They’re coming home.
Iraqis who fled their country for Syria and Jordan in the wake of roadside bombs and terrorist attacks are coming back to Baghdad in dramatic numbers, reports The Times of London.
A spokesman for the United Nations’ High Commission on Refugees confirms that “there is a large movement of people going back to Iraq,” adding: “We are doing rapid research on this.”
But research isn’t really needed. It’s pretty obvious what’s going on: The surge – ordered by President Bush and executed by Gen. David Petraeus – is working.
US military casualties have dropped drastically, as have terrorist incidents – down 55 percent since the surge reached full strength.
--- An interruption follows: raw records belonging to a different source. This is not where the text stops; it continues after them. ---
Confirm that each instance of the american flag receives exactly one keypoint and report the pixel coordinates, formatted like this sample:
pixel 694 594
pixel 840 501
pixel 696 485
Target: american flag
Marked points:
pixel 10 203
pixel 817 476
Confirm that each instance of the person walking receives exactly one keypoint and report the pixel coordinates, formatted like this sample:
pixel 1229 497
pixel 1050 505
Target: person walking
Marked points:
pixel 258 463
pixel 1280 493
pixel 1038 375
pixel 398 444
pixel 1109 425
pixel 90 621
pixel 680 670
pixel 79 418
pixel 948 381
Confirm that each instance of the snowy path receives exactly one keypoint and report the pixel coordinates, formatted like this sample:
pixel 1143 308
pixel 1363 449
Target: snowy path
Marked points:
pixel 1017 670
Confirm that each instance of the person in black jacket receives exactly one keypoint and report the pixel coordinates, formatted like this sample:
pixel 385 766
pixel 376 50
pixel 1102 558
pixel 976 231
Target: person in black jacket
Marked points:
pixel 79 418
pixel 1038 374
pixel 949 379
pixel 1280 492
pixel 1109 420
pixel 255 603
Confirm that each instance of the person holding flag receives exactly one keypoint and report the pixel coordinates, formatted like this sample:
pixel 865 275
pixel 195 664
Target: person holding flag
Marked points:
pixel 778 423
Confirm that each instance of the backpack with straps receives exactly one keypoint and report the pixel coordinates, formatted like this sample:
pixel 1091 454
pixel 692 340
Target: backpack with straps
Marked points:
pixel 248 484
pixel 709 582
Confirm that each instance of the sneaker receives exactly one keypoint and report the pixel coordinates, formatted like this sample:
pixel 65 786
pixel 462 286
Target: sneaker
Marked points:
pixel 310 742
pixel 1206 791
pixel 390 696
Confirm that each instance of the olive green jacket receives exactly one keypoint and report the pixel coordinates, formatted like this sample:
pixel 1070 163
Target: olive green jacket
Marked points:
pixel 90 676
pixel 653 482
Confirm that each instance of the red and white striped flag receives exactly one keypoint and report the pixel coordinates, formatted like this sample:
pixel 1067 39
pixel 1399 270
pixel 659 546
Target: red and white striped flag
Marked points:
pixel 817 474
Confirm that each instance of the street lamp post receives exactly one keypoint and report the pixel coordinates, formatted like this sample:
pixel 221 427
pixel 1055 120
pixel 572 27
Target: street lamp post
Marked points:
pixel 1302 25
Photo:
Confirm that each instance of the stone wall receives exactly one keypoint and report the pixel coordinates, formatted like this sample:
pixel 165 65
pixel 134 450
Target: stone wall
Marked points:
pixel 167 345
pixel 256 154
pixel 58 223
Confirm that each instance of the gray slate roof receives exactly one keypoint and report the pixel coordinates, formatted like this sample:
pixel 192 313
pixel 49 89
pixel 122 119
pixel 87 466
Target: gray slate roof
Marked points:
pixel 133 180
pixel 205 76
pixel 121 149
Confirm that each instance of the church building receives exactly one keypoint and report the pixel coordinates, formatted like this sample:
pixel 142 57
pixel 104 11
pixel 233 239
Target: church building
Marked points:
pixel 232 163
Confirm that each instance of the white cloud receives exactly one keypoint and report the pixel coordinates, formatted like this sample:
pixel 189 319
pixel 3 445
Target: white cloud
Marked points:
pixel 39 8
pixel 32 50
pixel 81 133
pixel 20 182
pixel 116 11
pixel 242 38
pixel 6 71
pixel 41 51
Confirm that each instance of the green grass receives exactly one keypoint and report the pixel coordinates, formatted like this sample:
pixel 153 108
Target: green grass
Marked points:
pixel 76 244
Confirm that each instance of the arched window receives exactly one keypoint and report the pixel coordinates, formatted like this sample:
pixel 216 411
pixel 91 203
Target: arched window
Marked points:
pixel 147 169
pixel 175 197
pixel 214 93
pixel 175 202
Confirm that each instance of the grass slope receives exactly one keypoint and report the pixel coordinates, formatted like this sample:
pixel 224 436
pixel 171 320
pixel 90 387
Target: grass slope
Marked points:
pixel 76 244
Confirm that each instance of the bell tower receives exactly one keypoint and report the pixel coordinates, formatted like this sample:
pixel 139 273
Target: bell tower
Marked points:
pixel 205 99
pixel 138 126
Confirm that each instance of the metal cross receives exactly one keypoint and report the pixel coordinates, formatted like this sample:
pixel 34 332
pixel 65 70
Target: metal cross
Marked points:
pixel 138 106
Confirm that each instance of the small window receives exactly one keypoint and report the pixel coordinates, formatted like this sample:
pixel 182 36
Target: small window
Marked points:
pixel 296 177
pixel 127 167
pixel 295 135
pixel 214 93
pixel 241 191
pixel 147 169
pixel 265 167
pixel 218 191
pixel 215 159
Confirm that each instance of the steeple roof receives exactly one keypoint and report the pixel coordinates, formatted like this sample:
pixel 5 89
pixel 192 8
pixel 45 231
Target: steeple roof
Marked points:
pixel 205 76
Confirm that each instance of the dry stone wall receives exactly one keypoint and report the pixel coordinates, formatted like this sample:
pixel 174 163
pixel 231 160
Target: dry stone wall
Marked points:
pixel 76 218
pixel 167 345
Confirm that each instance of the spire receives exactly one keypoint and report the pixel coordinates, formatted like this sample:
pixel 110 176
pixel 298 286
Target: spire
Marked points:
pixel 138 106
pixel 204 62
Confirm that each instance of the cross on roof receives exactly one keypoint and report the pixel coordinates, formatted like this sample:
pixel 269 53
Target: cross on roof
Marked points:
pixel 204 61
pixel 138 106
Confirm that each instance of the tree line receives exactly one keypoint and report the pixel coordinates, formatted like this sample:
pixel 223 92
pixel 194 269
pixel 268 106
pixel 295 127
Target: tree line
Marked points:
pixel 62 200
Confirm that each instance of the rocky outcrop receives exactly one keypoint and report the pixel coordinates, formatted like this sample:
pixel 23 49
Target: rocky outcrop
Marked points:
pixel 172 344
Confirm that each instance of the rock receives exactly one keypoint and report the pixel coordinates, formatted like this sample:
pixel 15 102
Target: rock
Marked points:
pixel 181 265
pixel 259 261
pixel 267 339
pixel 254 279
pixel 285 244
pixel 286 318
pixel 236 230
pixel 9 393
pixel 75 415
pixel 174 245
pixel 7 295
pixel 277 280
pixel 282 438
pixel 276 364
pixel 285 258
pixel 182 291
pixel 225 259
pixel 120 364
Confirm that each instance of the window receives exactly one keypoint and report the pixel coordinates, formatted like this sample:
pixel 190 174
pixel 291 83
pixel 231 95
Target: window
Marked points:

And Iraqi civilian casualties fell 60 percent in that same period.
That translates into a newfound sense of security for Iraqis and Americans alike. Even The New York Times had to admit it in a front-page headline last week: “Baghdad Starts to Exhale as Security Improves.”
Clearly the word has gotten out – especially to Syria, which has been a haven for many of the 4 million Iraqis who fled their homeland. The Iraqi embassy in Damascus has even begun organizing mass convoys back to Baghdad.
The director of the Iraqi National Theater, who has been staging plays for refugees in Damascus, told The Times of London that his nightly audience of 400 has now dwindled to less than 50. “In the last month,” he said, “60 percent of the Iraqis I know have returned.”
The reason is simple: As Maj. Gen. (ret.) Robert Scales, former director of the Army War College, wrote in The Wall Street Journal, Petraeus’ soldiers and Marines have essentially ejected al Qaeda from both Baghdad and the urban center to which it relocated, Baquba.
Scales, who recently returned from Iraq, says the surge has “achieved success on the ground at an unprecedented speed in the history of counterinsurgency warfare.”
To be sure, there are signs of other trouble ahead. Iran has temporarily pulled back, but its proxy army of Shiite militias may be regrouping. And it would be foolish to underestimate al Qaeda’s ability to adapt, even to major setbacks.
But the lesson here is that Iraqis are feeling safer for a reason – they are safer. And they’re giving US-led forces a vote of confidence in the most demonstrable way possible: with their feet.
As Gen. Scales writes, we may now be reaching a “culminating point” in Iraq – the moment when the advantage shifts and the outcome becomes irreversible.
All the more reason why Congress must not put these gains at risk by mandating a premature withdrawal of forces.